Amber shakes her head. “I’ve thought about that – I’ve had time to think of little else. There’d be a court case and Cheryl might lose custody, but it wouldn’t mean that they’d give Leonie to me, not with my track record. And I couldn’t expect my mother to look after another child after the grief I’ve caused her. If I go to the police, Leonie will end up in care. That would be worse than leaving her with the only mother she knows.”
A gloomy silence descends. Even Imo can see a depressing logic in what she’s said.
But Tegan wheels round. “You don’t believe that.” Her voice is hard. “A criminal for a parent. Is that what you want for her? I know about that, and believe me, it’s always bad.”
Amber shrinks against Imo, sobbing. “What does it matter? I’ll never find her again.”
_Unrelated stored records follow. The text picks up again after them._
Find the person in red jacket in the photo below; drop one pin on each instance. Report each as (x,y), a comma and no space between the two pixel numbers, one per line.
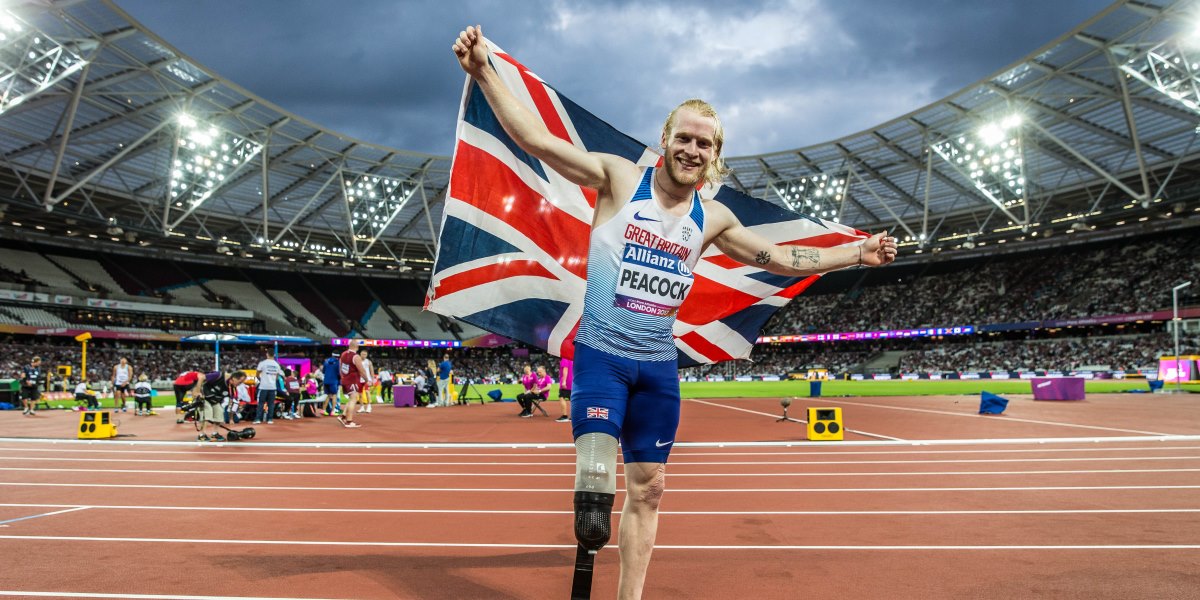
(184,384)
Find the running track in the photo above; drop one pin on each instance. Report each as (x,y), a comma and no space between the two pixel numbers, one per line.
(928,501)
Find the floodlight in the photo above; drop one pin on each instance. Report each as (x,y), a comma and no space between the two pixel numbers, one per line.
(1171,67)
(30,61)
(204,159)
(819,193)
(372,203)
(991,157)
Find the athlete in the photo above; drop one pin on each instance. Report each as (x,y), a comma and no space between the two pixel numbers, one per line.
(123,383)
(142,396)
(353,378)
(369,383)
(31,379)
(331,371)
(565,377)
(648,231)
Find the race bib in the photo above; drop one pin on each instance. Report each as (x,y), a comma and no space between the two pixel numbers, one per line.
(652,281)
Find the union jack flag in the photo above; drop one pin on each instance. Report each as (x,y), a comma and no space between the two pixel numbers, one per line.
(514,244)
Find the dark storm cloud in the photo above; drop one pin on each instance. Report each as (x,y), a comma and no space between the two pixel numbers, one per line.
(784,73)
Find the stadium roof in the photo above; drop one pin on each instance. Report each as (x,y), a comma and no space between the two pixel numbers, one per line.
(129,139)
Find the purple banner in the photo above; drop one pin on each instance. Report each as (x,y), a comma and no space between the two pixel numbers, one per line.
(893,334)
(1057,388)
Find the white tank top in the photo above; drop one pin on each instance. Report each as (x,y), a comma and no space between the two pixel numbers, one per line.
(123,375)
(640,267)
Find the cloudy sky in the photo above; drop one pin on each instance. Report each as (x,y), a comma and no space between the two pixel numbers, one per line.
(783,73)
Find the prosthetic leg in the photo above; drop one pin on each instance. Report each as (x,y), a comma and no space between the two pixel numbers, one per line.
(595,486)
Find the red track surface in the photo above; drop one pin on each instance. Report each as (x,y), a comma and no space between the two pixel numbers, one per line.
(981,519)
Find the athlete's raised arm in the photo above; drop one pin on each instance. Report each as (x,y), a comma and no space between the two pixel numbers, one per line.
(745,246)
(589,169)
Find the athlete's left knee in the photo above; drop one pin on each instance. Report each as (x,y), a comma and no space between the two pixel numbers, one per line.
(647,491)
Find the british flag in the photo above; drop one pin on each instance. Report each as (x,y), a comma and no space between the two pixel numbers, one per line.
(598,413)
(514,244)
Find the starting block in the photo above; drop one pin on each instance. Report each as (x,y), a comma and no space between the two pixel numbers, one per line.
(96,425)
(825,424)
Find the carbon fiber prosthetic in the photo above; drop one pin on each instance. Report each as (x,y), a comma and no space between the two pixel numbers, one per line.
(595,486)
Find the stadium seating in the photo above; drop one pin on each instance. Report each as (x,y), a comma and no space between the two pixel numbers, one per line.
(39,269)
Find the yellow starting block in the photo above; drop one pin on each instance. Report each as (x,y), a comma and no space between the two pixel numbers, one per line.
(825,424)
(96,425)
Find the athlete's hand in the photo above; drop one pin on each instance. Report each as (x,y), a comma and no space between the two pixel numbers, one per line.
(879,250)
(472,51)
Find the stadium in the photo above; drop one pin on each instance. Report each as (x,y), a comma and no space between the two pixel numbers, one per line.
(159,220)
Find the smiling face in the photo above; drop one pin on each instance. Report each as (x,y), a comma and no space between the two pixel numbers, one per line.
(691,142)
(689,148)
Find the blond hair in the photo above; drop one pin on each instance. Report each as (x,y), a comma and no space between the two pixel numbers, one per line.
(717,169)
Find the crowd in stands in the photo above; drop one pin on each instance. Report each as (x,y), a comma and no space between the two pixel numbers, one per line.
(165,361)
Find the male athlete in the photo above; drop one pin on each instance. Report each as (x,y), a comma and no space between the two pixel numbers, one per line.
(649,229)
(123,383)
(354,378)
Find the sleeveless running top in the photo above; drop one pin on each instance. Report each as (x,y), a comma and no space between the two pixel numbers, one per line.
(123,375)
(639,273)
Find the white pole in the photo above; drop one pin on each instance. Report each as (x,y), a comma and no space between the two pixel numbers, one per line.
(1175,325)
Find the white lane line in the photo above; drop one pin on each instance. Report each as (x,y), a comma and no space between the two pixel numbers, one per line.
(571,463)
(5,523)
(226,487)
(790,419)
(556,546)
(741,474)
(664,513)
(1001,418)
(87,454)
(210,448)
(138,597)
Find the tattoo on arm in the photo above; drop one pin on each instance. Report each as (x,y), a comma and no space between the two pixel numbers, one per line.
(805,257)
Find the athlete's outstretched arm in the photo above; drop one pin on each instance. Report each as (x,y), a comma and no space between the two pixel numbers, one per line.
(580,167)
(745,246)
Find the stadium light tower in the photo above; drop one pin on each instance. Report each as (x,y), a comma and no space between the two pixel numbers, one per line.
(30,61)
(204,157)
(372,203)
(819,195)
(1170,67)
(990,156)
(1175,325)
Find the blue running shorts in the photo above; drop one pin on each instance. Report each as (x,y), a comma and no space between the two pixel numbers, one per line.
(635,401)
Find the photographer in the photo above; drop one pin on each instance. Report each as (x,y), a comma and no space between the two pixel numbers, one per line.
(85,396)
(216,389)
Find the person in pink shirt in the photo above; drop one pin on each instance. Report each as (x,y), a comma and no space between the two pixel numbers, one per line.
(565,376)
(539,393)
(528,379)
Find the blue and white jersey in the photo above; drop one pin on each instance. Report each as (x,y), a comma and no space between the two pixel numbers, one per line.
(640,267)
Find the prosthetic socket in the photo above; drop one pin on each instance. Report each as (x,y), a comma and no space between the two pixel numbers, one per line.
(595,486)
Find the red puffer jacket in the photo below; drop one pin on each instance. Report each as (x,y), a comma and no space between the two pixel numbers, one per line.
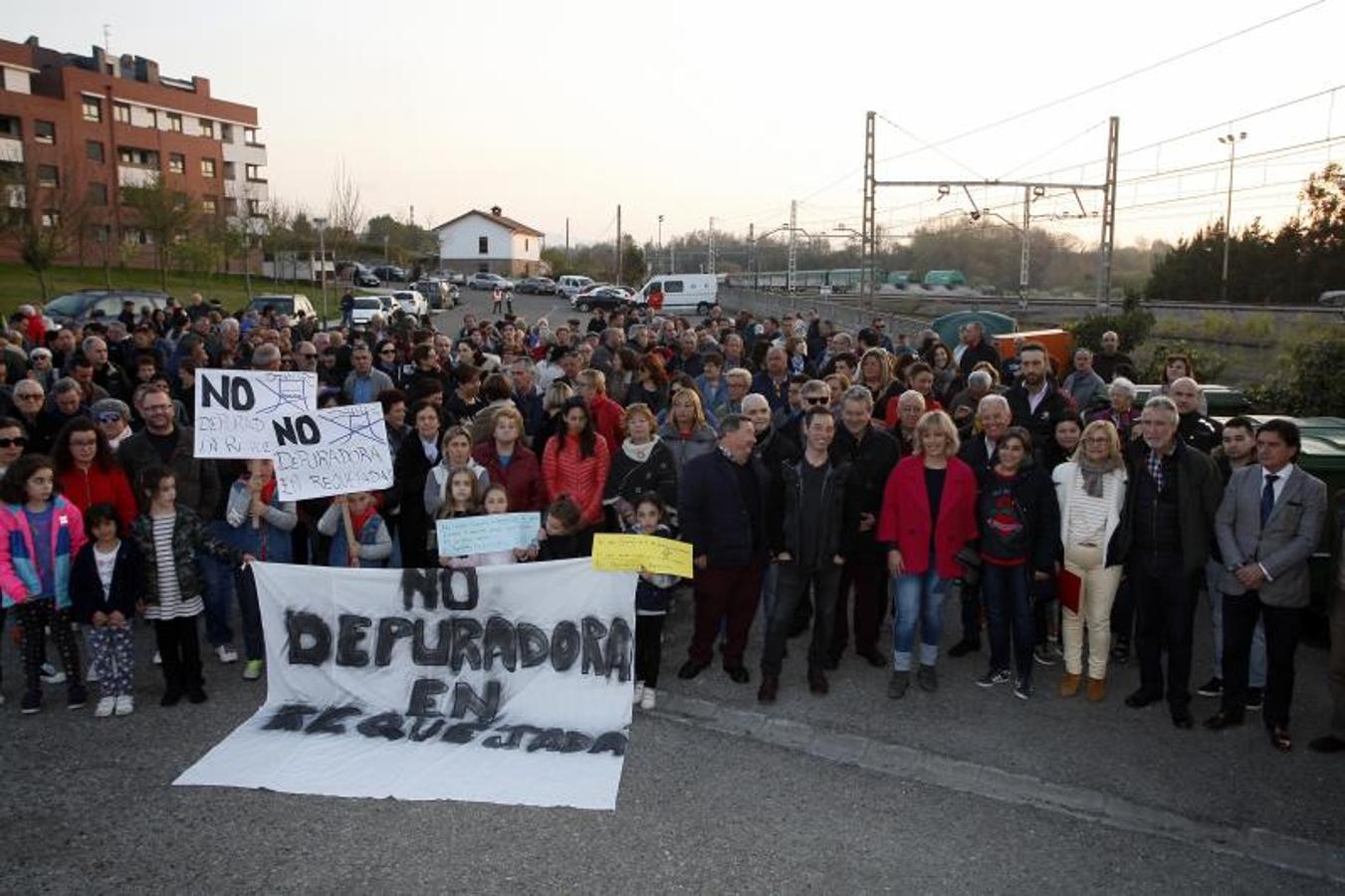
(566,473)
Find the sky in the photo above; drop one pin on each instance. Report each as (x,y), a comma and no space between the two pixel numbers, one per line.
(729,111)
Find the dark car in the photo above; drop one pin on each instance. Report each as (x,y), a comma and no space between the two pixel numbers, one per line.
(537,286)
(80,307)
(390,274)
(604,298)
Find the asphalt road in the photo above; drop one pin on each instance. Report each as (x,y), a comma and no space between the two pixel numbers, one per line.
(955,791)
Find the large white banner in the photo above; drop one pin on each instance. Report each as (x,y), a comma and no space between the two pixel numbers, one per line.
(512,686)
(332,451)
(234,409)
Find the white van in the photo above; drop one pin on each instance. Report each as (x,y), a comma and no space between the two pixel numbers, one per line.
(569,284)
(681,294)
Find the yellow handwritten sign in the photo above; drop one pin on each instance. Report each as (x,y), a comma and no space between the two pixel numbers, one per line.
(642,554)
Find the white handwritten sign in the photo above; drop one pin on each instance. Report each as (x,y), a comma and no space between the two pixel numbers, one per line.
(330,452)
(234,409)
(503,685)
(486,535)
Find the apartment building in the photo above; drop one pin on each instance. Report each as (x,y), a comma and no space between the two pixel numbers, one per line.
(77,128)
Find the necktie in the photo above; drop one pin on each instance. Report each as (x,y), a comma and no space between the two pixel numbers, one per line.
(1268,497)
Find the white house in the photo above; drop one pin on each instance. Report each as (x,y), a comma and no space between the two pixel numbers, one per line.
(491,242)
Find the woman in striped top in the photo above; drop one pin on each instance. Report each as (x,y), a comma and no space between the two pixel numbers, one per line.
(168,537)
(1091,491)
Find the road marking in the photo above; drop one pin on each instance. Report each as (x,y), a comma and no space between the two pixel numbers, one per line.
(1311,858)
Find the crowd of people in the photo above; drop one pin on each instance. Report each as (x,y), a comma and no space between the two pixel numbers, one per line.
(822,477)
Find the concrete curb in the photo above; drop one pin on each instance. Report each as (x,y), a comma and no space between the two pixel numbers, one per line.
(1310,858)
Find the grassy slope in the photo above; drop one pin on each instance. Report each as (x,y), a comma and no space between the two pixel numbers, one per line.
(19,286)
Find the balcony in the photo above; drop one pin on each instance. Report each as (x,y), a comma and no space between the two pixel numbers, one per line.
(11,148)
(136,176)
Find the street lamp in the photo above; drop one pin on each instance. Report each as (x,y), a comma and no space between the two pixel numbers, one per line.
(1233,140)
(322,260)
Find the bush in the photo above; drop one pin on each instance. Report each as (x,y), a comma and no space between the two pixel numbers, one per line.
(1131,326)
(1307,381)
(1210,363)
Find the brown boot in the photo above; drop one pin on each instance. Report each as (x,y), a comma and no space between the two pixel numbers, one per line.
(1069,684)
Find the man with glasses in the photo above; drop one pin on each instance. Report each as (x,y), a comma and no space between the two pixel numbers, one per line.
(163,443)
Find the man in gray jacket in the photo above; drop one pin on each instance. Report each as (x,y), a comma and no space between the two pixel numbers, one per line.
(1267,527)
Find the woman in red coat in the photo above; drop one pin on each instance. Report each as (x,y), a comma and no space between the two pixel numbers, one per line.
(928,516)
(510,463)
(89,473)
(575,464)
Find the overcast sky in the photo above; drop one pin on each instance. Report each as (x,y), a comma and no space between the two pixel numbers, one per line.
(560,111)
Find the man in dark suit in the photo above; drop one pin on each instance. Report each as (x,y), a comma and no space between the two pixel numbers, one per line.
(1268,524)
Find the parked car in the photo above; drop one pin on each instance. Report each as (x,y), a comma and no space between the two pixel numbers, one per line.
(390,274)
(606,298)
(569,284)
(412,302)
(537,286)
(482,280)
(288,306)
(79,307)
(437,292)
(366,307)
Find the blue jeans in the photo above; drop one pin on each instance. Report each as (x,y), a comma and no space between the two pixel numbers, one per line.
(1256,676)
(1009,605)
(918,596)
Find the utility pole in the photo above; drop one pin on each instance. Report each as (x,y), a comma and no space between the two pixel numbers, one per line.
(1026,248)
(1229,214)
(709,260)
(793,245)
(869,229)
(1108,215)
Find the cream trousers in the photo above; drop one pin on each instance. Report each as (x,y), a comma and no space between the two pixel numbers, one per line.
(1095,599)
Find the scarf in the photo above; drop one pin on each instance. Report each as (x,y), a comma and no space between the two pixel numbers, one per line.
(1094,474)
(639,454)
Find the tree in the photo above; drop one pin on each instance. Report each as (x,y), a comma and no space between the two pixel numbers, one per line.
(164,213)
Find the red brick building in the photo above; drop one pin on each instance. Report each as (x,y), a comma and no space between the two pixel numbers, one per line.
(74,129)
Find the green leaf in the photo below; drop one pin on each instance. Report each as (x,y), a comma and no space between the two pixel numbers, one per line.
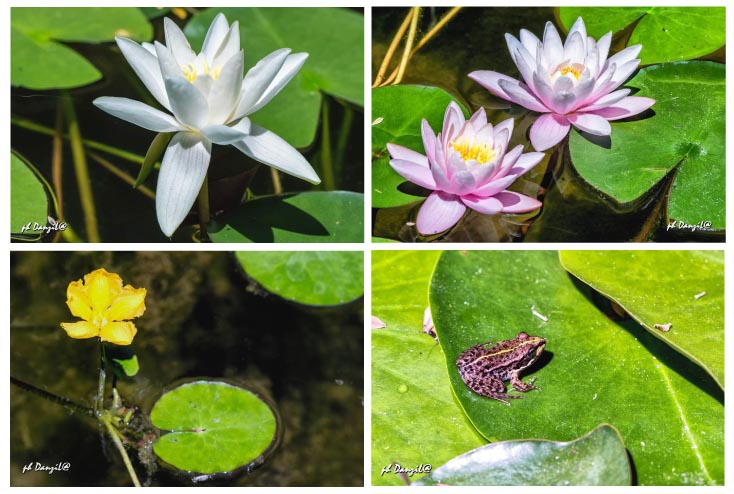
(397,112)
(28,196)
(667,34)
(39,61)
(688,128)
(215,427)
(332,37)
(598,458)
(311,278)
(335,216)
(660,287)
(594,370)
(415,418)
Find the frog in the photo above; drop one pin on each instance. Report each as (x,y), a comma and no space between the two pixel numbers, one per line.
(486,367)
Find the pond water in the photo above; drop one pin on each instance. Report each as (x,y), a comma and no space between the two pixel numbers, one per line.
(203,318)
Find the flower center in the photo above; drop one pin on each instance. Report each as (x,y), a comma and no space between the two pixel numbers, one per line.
(471,150)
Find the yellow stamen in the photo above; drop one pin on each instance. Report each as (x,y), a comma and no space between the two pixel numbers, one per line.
(471,150)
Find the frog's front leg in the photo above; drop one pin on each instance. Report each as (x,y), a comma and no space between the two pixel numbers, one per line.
(521,386)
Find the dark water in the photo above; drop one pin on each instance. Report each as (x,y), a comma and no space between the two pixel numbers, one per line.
(572,212)
(203,318)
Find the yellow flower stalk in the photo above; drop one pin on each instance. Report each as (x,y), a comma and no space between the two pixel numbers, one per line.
(105,307)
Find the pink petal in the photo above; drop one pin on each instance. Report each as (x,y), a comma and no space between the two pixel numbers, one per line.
(514,202)
(548,131)
(484,205)
(631,105)
(439,212)
(399,152)
(591,123)
(416,173)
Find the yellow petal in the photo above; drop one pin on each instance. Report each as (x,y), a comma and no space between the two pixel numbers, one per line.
(102,288)
(119,333)
(128,305)
(81,329)
(77,300)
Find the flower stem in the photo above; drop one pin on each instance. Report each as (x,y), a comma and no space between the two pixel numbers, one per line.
(327,164)
(121,448)
(80,167)
(204,209)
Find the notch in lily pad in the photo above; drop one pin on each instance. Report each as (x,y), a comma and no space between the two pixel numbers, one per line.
(214,429)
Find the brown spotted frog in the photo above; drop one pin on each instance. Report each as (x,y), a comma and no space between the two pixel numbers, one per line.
(485,367)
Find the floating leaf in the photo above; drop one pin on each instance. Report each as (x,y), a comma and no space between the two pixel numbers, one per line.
(397,112)
(660,287)
(667,34)
(333,38)
(39,61)
(594,370)
(688,129)
(215,427)
(598,458)
(335,216)
(312,278)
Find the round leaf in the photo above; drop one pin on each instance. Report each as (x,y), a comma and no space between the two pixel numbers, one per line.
(215,427)
(594,370)
(667,34)
(397,112)
(335,216)
(598,458)
(687,129)
(312,278)
(333,38)
(655,296)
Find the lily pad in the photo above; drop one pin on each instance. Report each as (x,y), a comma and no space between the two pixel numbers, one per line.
(598,458)
(336,216)
(215,427)
(415,418)
(667,34)
(659,288)
(334,40)
(397,112)
(40,61)
(311,278)
(669,413)
(28,196)
(687,130)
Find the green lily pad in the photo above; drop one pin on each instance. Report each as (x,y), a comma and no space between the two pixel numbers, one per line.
(598,458)
(335,216)
(39,61)
(332,37)
(415,418)
(660,287)
(594,370)
(688,130)
(29,195)
(215,427)
(311,278)
(397,112)
(667,34)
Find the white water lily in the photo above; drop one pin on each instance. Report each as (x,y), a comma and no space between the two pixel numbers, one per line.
(210,102)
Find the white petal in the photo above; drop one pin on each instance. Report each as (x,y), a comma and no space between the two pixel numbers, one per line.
(182,172)
(138,113)
(267,147)
(145,65)
(187,103)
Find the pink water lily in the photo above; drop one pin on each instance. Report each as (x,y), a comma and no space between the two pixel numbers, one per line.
(467,165)
(571,83)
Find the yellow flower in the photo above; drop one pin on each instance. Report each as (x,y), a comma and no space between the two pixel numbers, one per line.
(104,305)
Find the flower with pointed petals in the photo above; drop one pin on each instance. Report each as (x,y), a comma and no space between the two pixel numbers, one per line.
(104,306)
(467,165)
(571,83)
(210,101)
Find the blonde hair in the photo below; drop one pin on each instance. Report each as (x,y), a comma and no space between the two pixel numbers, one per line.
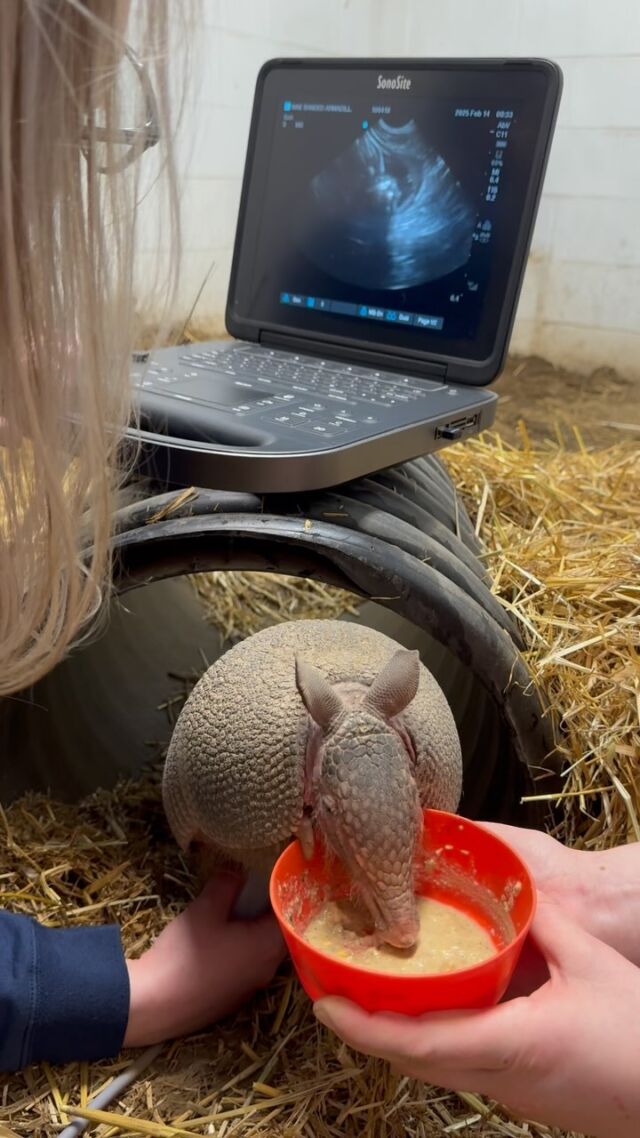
(66,310)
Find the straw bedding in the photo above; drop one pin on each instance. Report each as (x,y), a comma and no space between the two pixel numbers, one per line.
(563,546)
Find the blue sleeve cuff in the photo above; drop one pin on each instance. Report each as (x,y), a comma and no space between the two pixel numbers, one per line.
(64,992)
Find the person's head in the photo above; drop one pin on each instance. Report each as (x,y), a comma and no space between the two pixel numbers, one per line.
(70,89)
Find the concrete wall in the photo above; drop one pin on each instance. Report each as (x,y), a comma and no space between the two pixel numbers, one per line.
(581,301)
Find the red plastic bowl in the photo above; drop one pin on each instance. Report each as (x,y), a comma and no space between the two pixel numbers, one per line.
(466,866)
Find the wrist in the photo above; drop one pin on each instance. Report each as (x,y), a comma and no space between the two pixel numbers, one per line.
(148,1022)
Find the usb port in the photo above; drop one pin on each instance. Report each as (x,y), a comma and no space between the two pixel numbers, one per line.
(458,427)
Looking over Amber’s shoulder, Imo catches Tegan’s eye. She senses they’re thinking the same thing. She clears her throat. “Don’t get your hopes up, but we might know where she is.”
Chapter 67
Tegan
The taxi to the station is not driven by Hamid. Luckily for him, as Tegan intends to kick out his headlights for keeping quiet. No one gets away with lying to Tegan Parry, and Amber could have died thanks to him.
They board the first available intercity to Paddington. Amber is still shaking like an addict in withdrawal. It works in their favour when a middle-aged couple take one look at her and vacate a table for four. Tegan occupies the seat by the window and Imo leads Amber to the two seats opposite. A fat woman claims the fourth seat before Phoenix can get to it. She and Riku remain by the carriage doors.
Tegan presses against the cold train window to disconnect her thigh from the outsized woman glued to her Kindle in the seat and a half beside her. Tegan texts Phoenix: Fifty Shades? Phoenix gives a lacklustre smile. Clearly too wired for humour. Opposite’s true for Tegan; a few wisecracks are her only way to stay out of the bricking-it zone.